Murder of Crows Page 14

He looked so gleeful, she had to laugh. But the amusement faded quickly. “No one else will be home until that meeting is over, and I’m … nervous … about being in the Green Complex by myself.” Darn Coyote must have picked that up with his first sniff and had been playing with her until he found out why she felt nervous. “I can’t really visit Sam at the Wolfgard Complex, and I didn’t want him to be away from the adult Wolves if something is going on ….”

Jester just studied her. If he knew what the meeting was about, he wasn’t sharing.

“Have you ever seen the inside of a barn?” he asked.


He opened the BOW’s door and rolled up the window. “Come inside and see the real thing.”

If she stayed with Jester and the ponies, she wouldn’t be alone.

She shut off the BOW and followed the Coyote.

“You can meet our newest resident if he decides to show himself,” Jester said as they reached the barn door. “He hasn’t been up to the Liaison’s Office yet with the other ponies, so you wouldn’t have seen him there. It’s unusual for one of his line to be assigned to the Great Lakes area, especially one so young, but the Elementals wanted him here. I have to say, he’s settling in remarkably well.”

The night of the attack, men had set fire to the Pony Barn and shot old Hurricane while he was in pony form. The Others fixed the Pony Barn before they made any repairs to the other buildings and fences that were damaged during the attack. While the residents of Lakeside had struggled to make repairs to their own buildings in bitingly cold weather, the area around the Pony Barn had enjoyed Spring’s delicate touch, making it easier for the workers.

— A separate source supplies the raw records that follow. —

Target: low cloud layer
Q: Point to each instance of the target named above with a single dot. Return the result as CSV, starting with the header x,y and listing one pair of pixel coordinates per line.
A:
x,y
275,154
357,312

Despite its name, the building fit images of a stable more than a building typically identified as a barn. As she looked around, Meg absorbed what she saw as a connected memory—like a video clip rather than a series of isolated pictures laid out in order. Many of the stalls were empty because the ponies were out in the Courtyard doing whatever ponies did. After looking her fill, she sat on a bale of hay and watched Jester groom Fog. Then she helped him groom Cyclone, enjoying the tactile experience as much as the pony seemed to enjoy it.

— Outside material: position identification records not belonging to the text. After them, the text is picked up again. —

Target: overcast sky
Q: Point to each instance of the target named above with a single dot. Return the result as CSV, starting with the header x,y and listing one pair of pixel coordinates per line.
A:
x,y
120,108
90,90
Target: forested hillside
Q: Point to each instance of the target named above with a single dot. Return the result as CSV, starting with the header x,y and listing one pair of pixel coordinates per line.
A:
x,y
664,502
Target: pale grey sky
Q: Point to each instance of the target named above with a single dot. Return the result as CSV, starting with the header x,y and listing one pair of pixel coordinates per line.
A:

And then a white pony stepped out of the last stall, and Meg felt a tingle run under her skin from the soles of her feet to the top of her head. The feeling faded quickly. Almost too quickly, since she stood there and watched him try, and not quite succeed, to match the furry-barrel-with-chubby-legs look of the other ponies. Like a Wolf who couldn’t quite hide that he wasn’t human, this steed couldn’t quite hide the fact that he wasn’t really a pony.

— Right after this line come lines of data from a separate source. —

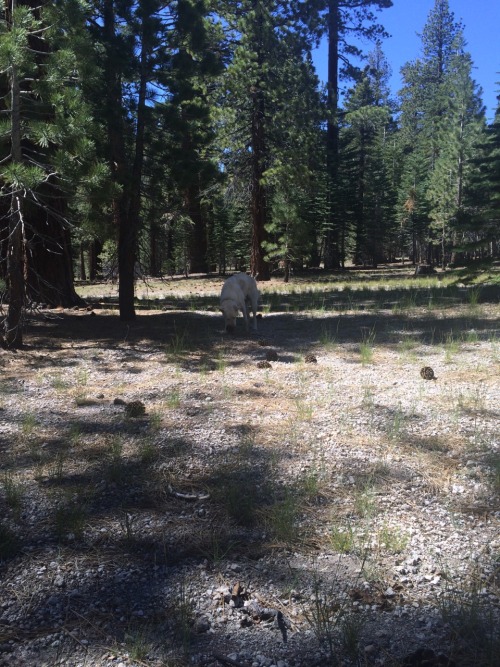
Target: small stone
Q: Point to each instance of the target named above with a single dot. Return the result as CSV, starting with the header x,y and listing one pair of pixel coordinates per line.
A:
x,y
135,409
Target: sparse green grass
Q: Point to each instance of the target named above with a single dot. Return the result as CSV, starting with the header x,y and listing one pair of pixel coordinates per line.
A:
x,y
28,424
178,345
138,644
327,338
173,399
366,347
281,517
13,494
343,538
451,347
69,520
392,539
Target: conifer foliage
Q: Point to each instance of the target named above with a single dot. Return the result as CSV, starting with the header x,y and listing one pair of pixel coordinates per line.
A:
x,y
186,136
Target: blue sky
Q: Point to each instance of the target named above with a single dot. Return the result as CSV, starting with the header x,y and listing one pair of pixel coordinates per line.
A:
x,y
406,18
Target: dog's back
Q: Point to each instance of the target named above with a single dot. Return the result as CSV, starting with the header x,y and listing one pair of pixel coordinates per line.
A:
x,y
236,291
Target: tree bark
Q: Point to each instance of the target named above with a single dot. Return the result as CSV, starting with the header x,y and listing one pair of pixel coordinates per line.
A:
x,y
15,270
331,258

Aquamarine, Meg thought, identifying the bluish green of the newcomer’s mane and tail. Not a color seen on an ordinary pony.

“Meg,” Jester said. “This is Whirlpool.”

At 5:15 p.m. on Windsday, Captain Burke turned his black sedan into the Courtyard’s Main Street entrance.

“Mr. Wolfgard said to park behind the Liaison’s Office,” Monty said. He’d made the call and asked for this meeting, but he hadn’t expected Simon to agree, especially since he couldn’t tell the Wolf why Burke wanted to meet. Which meant the leader of the Lakeside Courtyard had his own reasons for wanting to meet with a police captain.

“I thought we were meeting in the consulate,” Burke said as he parked the car.

“We are.”

“They want the car out of sight?” Burke kept scanning the backs of the buildings, especially the doors and windows.

“More likely, they want it out of the way. But I think the Business Association uses parking as a way to indicate trust.”

“Does this mean we’re trusted, Lieutenant?”

“Yes, sir, I think it does.” Up to a point, he added silently.

They walked back up the access way to the consulate. As they waited for someone to answer the door, Monty studied the Liaison’s Office. Already closed, with only a dim overnight light in the front room. Too bad Meg Corbyn was gone for the day. He would have liked a chance to check up on her, make sure she’d recovered from the prophecies she’d seen on Moonsday.

The consulate’s door opened. Blair Wolfgard stared at them. He wore a mechanic’s jumpsuit, which seemed to be his preferred attire when in human form. Behind Blair was a man with thinning hair and the amber eyes of a Wolf. He wore a hand-tailored suit of a cut and quality that said “money.”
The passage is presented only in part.